At 10 years old, Erin Anderson sat on the floor with her eyes glued to the television as clips of bombings and shelled buildings from the first Gulf War lit up the screen. Springing up in fear, she ran to the couch and cried.
Four months later, Anderson was standing in a parking lot in Camp Atterbury, Indiana, as she watched her father drive away from home toward an uncertain future as a member of the Indiana National Guard during the first Gulf War.
“I was old enough to understand that he was in harm’s way,” she said. “I knew he may not come home.”
This past June, Anderson, Monroe County History Center education manager, was helping set up an exhibit that opened Aug. 9 and will run through Nov. 12 at the Monroe County History Center.
The exhibit, titled “The Ultimate Sacrifice” in honor of fallen soldiers in Indiana, houses 250 artifacts, many of which were her late father’s.
One of these artifacts was her father’s dog tags, which she held in her hands one day in June while facing a mannequin she had just dressed in her father’s army uniform.
This moment was the only time she teared up during the six-month process of organizing the exhibit, she said.
“I teared up a little bit, but I looked up at the mannequin and saw my dad and was like, ‘No, this is good,’ and then I put the dog tags around his neck, just crying,” she said.
Exhibits manager Emily Musgrave said stories like Anderson’s are the main focus of the exhibit.
“You’ll see in the exhibit the specific stories of specific people,” she said. “This exhibit doesn’t focus on wars or politics or a president declaring this or doing that.

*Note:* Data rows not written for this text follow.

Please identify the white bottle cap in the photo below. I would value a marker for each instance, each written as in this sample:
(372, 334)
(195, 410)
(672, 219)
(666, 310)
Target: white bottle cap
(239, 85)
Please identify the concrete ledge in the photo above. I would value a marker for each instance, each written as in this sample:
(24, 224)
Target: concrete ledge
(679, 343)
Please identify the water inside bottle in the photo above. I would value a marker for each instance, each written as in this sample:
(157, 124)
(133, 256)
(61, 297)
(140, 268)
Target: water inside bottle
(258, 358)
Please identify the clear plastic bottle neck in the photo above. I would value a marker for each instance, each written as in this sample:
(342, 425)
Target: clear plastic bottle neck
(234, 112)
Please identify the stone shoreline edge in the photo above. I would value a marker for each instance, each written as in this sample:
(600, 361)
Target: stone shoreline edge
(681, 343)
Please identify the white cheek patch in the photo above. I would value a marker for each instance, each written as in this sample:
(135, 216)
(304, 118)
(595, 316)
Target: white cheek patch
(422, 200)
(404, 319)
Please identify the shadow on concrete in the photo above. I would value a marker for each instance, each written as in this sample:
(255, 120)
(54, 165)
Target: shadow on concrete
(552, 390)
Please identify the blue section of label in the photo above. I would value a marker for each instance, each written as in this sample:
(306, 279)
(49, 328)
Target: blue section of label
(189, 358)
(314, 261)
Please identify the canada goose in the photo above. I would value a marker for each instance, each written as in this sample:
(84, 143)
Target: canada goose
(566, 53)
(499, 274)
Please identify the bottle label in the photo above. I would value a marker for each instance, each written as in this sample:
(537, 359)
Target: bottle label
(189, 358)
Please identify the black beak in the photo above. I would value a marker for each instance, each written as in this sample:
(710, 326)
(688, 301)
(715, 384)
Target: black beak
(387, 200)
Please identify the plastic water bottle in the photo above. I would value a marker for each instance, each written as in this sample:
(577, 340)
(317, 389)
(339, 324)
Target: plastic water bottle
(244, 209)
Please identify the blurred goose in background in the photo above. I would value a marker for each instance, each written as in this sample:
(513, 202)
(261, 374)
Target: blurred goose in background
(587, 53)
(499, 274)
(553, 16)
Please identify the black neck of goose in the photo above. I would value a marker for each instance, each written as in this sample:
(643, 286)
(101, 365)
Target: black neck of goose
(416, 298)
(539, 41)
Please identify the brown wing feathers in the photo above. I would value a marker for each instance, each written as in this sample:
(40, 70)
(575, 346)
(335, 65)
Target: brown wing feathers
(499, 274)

It’s about the average people and their experiences and their sacrifices.”
To Anderson, it is her father’s photos and letters that are representative of his sacrifices.
Mounted on the wall by the mannequin are letters signed by Anderson’s dad. One reads, “Tell the girls that I miss and love them so much. My heart cries for you all.”
In the next one, he writes, “I pray to Jesus Christ that we will unite all back together very, very soon,” before he finished the letter with a childlike drawing of his wfamily.
This was his sacrifice and her own, Anderson said.
Beside these letters are photos with Anderson’s father wearing the olive-colored uniform shirt she said he basically lived in even after the war.
In the same photo, his pale blue eyes stare at the camera as a reminder of what his fellow soldiers remembered him for.
“They all remembered my dad’s eyes because they were pale blue,” Anderson said. “And then they always remembered that he was such a good guy and was so selfless and would give you the shirt off his back. The people who knew him are super proud of his service, but also just the person that he was.”
Up the stairs and past Anderson’s letters and photos of her father, one can see rows of mannequins clothed in military uniforms that date back to the War of 1812.
Exhibits manager Kaylee Witt said the mannequin collection was the portion of the exhibit that affected her most.
“I think we are helping to tell the stories of things people may not think about,” she said. “I think the visuals of all the uniforms from all the different conflicts of different eras is so impactful because it’s a good reminder for people because war doesn’t affect everybody like it did in the past. Nowadays people don’t physically see a lot of the conflict, so they aren’t as aware.”
Musgrave said she also believed the mannequins had a particular effect because of how they illustrate the stories behind each conflict.
“Each uniform was worn by a real soldier during their time in the United States military,” Musgrave said. “Each one represents a real soldier and and a real story and real sacrifices.”
As attendees, shuffling past a casket blanketed by an American flag, walls of photographs and sketches of soldiers, and weapons, continue through the exhibit, there is a book filled with blank pages outside.
This book is meant for those affected by war to leave their own stories of sacrifice, Musgrave said.
“We encourage people to share their stories with us,” Musgrave said.
“This exhibit is about presenting the stories of veterans, but it is also about engaging with the community and hearing their stories of sacrifice.